The survey was funded by the province and the City of Toronto for its recently launched public awareness campaign on Islamophobia, which has sparked heated debate over its provocative posters, seen by some as reinforcing stereotypes and fuelling tensions.

The research was commissioned to take a snapshot of Ontario residents’ attitudes and perception towards immigrants and ethnic minorities as a benchmark to assess the effectiveness of the multimedia campaign. A followup survey is planned after 12 months.

While 46 per cent of Ontarians feel Canada admits too many immigrants, 45 per cent said they welcomed the right amount.

“Higher and lower levels of acceptance are associated with distinct demographic profiles,” the report said. “Less educated and rural Ontarians over-index on feelings that Canada accepts too many immigrants.”

Three-in-five residents in the province supported Ottawa’s decision to accept Syrian refugees while one-fifth of all respondents said they have participated in welcoming Syrians to Canada in various ways from donating money to furniture, volunteering and participating in a sponsorship group.

Comparing Canada’s six major mainstream religions, Islam is the most likely to be viewed by the respondents as a promoter of violence, followed by Sikhism, Christianity, Hinduism, Judaism and Buddhism.

Three-quarters of Ontarians said they feel Muslim immigrants have fundamentally different values, largely due to perceived gender inequality, the survey found.

“Opposition to Syrian refugees is higher among those with unfavourable impressions of Islam,” said the report. “Opposition is mainly because of concerns that Syrian immigration will mean less help at home.
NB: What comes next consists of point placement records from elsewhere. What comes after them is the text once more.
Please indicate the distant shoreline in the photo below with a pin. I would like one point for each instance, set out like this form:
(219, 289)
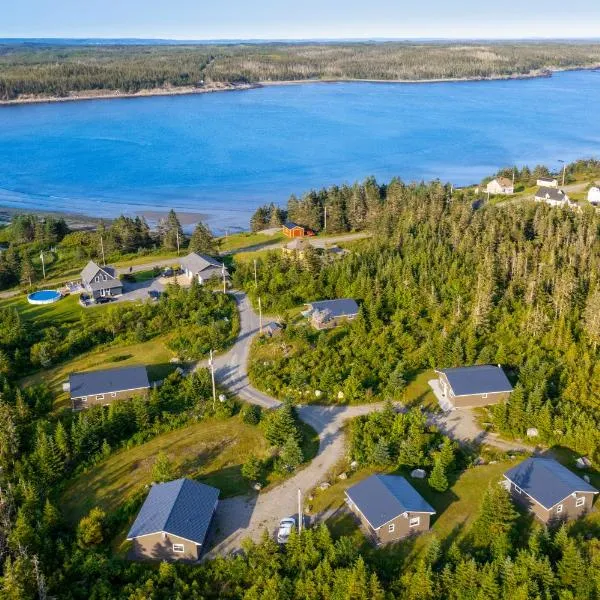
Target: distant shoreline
(231, 87)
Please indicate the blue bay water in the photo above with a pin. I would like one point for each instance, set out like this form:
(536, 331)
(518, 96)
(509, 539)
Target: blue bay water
(223, 154)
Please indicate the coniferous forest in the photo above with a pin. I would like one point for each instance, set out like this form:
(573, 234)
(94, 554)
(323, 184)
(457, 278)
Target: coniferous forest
(49, 70)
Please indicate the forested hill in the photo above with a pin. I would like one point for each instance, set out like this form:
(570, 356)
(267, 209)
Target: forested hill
(54, 71)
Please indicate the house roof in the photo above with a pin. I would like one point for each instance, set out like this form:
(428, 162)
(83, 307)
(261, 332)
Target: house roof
(182, 507)
(200, 262)
(381, 498)
(504, 181)
(120, 379)
(550, 194)
(291, 225)
(547, 481)
(91, 270)
(477, 379)
(343, 307)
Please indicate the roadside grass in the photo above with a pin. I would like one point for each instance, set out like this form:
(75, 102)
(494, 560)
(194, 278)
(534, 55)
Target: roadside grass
(246, 239)
(152, 353)
(211, 451)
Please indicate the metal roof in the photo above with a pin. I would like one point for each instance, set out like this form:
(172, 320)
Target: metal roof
(381, 498)
(90, 383)
(343, 307)
(291, 225)
(547, 481)
(200, 262)
(182, 507)
(477, 379)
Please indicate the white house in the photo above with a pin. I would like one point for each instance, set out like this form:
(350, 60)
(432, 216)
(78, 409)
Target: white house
(500, 185)
(547, 182)
(594, 195)
(552, 196)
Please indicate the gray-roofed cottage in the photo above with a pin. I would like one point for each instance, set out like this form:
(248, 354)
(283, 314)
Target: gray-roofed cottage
(202, 267)
(389, 507)
(173, 521)
(101, 387)
(477, 385)
(549, 490)
(330, 313)
(100, 281)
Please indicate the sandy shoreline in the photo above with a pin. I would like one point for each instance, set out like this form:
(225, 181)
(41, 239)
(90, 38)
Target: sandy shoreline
(232, 87)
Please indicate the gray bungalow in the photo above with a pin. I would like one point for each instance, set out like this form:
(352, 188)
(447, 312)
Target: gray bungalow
(202, 267)
(477, 385)
(100, 281)
(104, 386)
(173, 521)
(389, 508)
(549, 490)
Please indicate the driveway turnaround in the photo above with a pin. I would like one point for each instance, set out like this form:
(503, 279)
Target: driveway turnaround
(249, 516)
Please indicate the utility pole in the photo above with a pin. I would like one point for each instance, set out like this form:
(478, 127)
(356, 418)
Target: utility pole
(43, 265)
(212, 375)
(102, 248)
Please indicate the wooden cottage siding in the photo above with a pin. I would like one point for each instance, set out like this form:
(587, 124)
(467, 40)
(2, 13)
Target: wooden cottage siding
(94, 399)
(569, 511)
(159, 546)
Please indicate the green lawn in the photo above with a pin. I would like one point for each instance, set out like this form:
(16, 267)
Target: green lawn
(211, 451)
(152, 353)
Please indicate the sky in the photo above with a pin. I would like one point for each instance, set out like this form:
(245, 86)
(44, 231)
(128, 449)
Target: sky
(300, 19)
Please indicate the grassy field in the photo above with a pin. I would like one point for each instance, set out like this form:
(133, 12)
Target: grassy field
(211, 451)
(152, 353)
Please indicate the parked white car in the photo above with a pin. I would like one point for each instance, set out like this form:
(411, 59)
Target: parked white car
(285, 528)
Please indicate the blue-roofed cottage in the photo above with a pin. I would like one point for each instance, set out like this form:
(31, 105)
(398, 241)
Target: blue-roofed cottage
(173, 521)
(389, 508)
(106, 385)
(478, 385)
(549, 490)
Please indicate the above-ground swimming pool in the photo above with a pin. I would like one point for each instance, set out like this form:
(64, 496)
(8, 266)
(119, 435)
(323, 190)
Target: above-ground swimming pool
(43, 297)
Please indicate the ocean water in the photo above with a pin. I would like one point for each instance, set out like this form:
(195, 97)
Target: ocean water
(223, 154)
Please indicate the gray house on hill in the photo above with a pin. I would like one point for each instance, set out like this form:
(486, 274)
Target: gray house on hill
(549, 490)
(330, 313)
(477, 385)
(202, 267)
(100, 281)
(173, 521)
(102, 387)
(389, 508)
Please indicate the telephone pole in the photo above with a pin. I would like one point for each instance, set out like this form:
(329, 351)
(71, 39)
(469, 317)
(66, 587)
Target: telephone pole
(212, 376)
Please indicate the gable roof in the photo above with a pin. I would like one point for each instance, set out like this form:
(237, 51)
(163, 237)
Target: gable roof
(200, 262)
(381, 498)
(547, 481)
(342, 307)
(477, 379)
(90, 383)
(551, 194)
(182, 507)
(91, 270)
(291, 225)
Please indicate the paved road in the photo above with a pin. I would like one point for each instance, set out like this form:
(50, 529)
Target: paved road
(248, 516)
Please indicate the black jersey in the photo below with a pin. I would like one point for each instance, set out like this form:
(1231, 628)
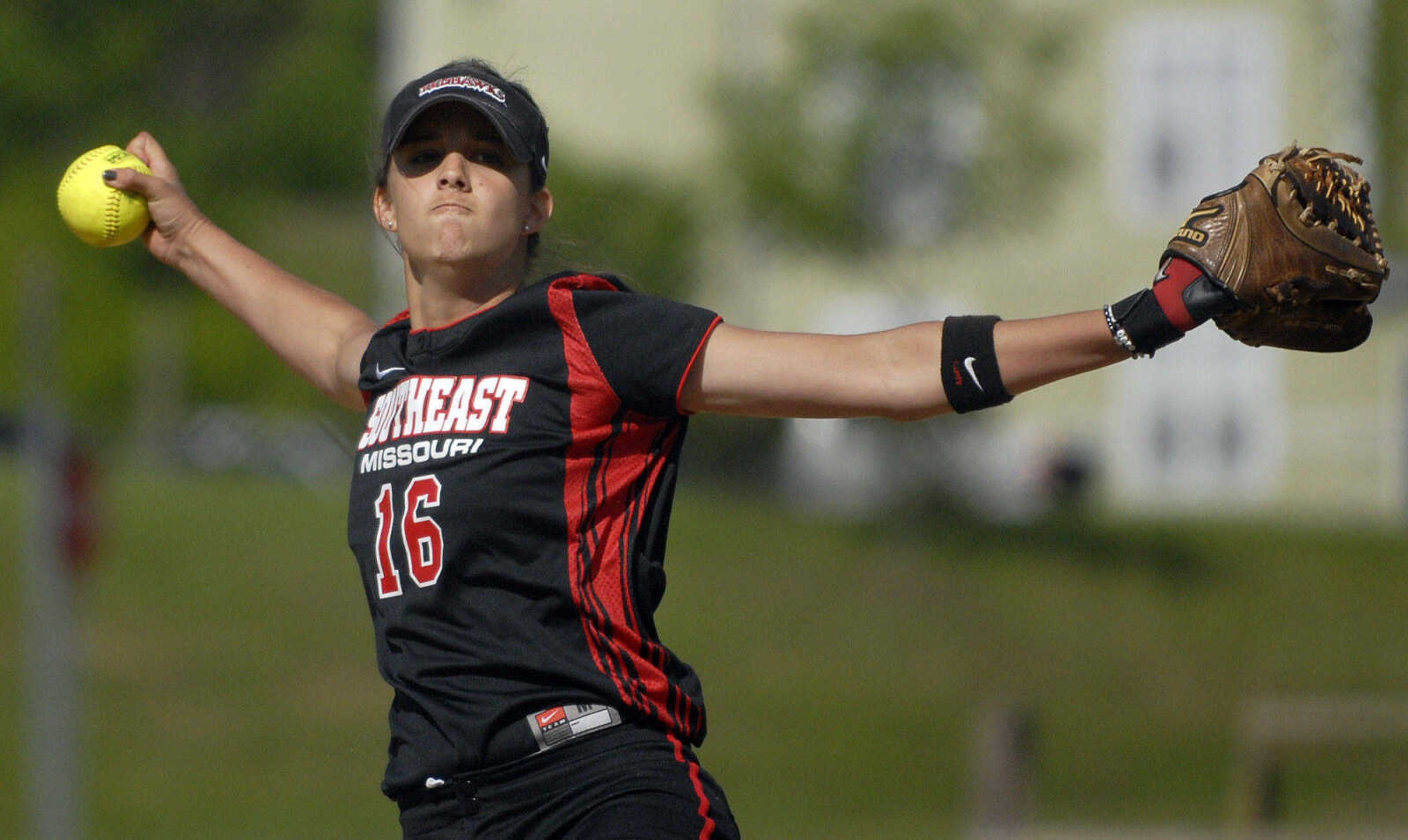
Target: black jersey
(509, 511)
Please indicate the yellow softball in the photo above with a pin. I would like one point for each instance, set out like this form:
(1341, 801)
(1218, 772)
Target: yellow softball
(96, 213)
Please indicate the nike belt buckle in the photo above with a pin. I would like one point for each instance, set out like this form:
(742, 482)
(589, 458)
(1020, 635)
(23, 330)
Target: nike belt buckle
(562, 724)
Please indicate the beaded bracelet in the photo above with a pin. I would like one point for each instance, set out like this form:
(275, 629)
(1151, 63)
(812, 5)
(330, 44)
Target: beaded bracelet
(1121, 337)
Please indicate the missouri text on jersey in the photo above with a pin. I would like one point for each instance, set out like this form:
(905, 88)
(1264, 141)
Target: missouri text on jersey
(444, 406)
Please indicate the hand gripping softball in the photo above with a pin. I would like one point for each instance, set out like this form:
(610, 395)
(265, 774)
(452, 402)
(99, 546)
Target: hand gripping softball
(1297, 247)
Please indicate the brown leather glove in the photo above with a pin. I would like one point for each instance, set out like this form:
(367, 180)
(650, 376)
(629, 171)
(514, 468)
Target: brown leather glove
(1297, 247)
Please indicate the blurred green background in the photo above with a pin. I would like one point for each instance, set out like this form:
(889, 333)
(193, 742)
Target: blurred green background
(229, 687)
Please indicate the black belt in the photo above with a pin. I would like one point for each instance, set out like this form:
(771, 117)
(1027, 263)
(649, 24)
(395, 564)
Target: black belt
(534, 734)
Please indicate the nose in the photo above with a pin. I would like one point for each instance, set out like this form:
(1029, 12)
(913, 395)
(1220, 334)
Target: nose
(454, 172)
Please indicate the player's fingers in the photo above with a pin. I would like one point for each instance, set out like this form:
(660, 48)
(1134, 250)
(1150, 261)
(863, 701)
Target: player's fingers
(147, 186)
(146, 147)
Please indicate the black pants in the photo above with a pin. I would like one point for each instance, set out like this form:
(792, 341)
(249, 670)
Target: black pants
(623, 784)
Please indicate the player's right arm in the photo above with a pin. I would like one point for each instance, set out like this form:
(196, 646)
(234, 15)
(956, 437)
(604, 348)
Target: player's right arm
(316, 332)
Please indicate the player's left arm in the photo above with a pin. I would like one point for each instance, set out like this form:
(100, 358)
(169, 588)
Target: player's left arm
(895, 373)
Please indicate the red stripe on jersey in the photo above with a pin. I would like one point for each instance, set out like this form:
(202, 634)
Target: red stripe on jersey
(613, 469)
(699, 787)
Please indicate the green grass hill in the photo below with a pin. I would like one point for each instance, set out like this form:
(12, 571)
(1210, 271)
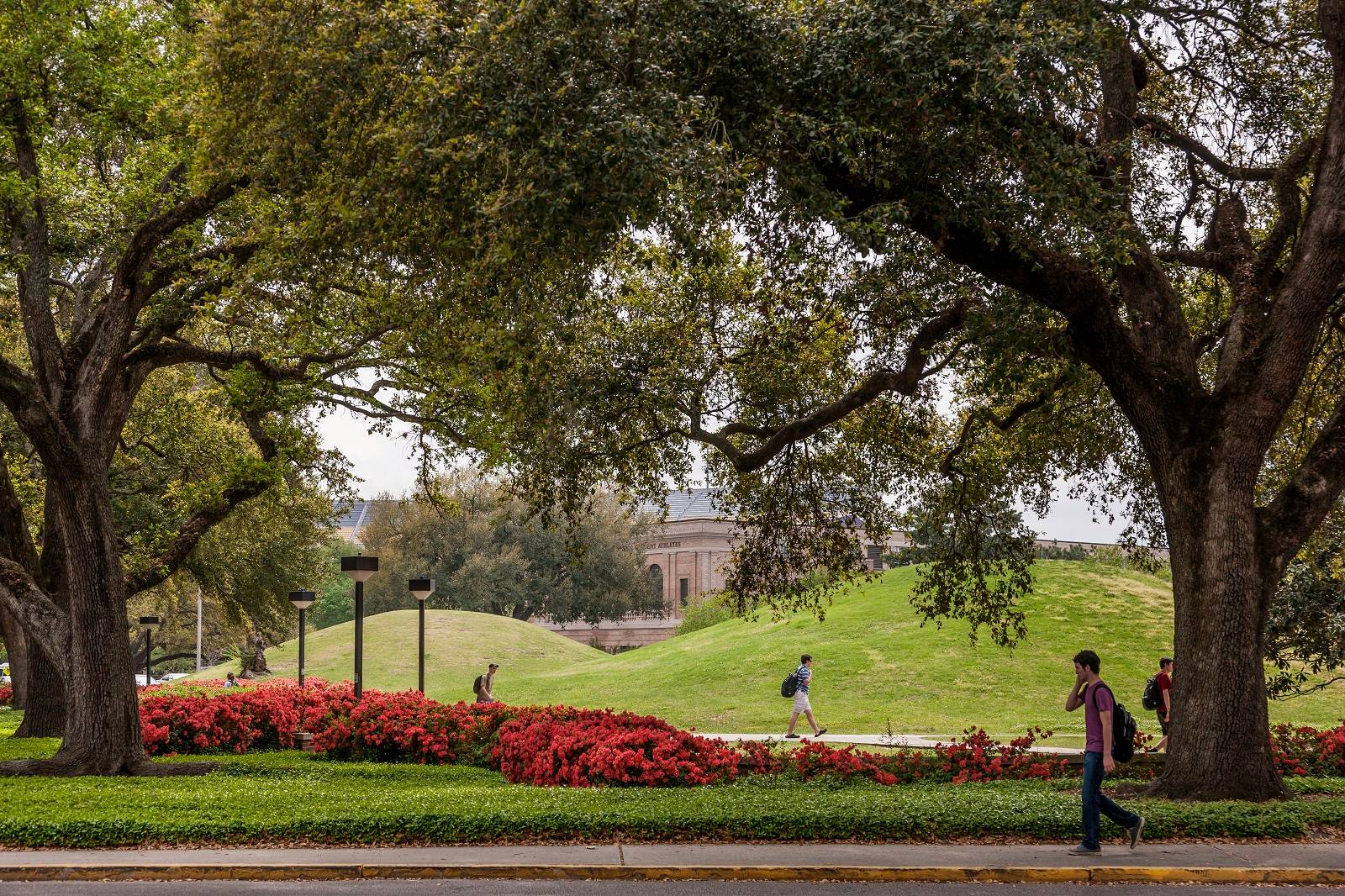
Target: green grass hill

Those opposed see Canadians as needing support first and foremost.”

Despite a generally positive view of immigrants, 53 per cent of Ontarians said we should only allow immigrants from countries that have similar values to our own while 74 per cent said we need to be more strict about what kinds of immigrants we accept.

“There are imbalances in the worth of immigrants relative to ‘the people here.’ They are seen as valuable to society but less deserving of our resources,” the poll found. “This shows that acceptance of immigrants is not without its limits.”

Results of the poll are considered accurate within three percentage points, 19 times out of 20.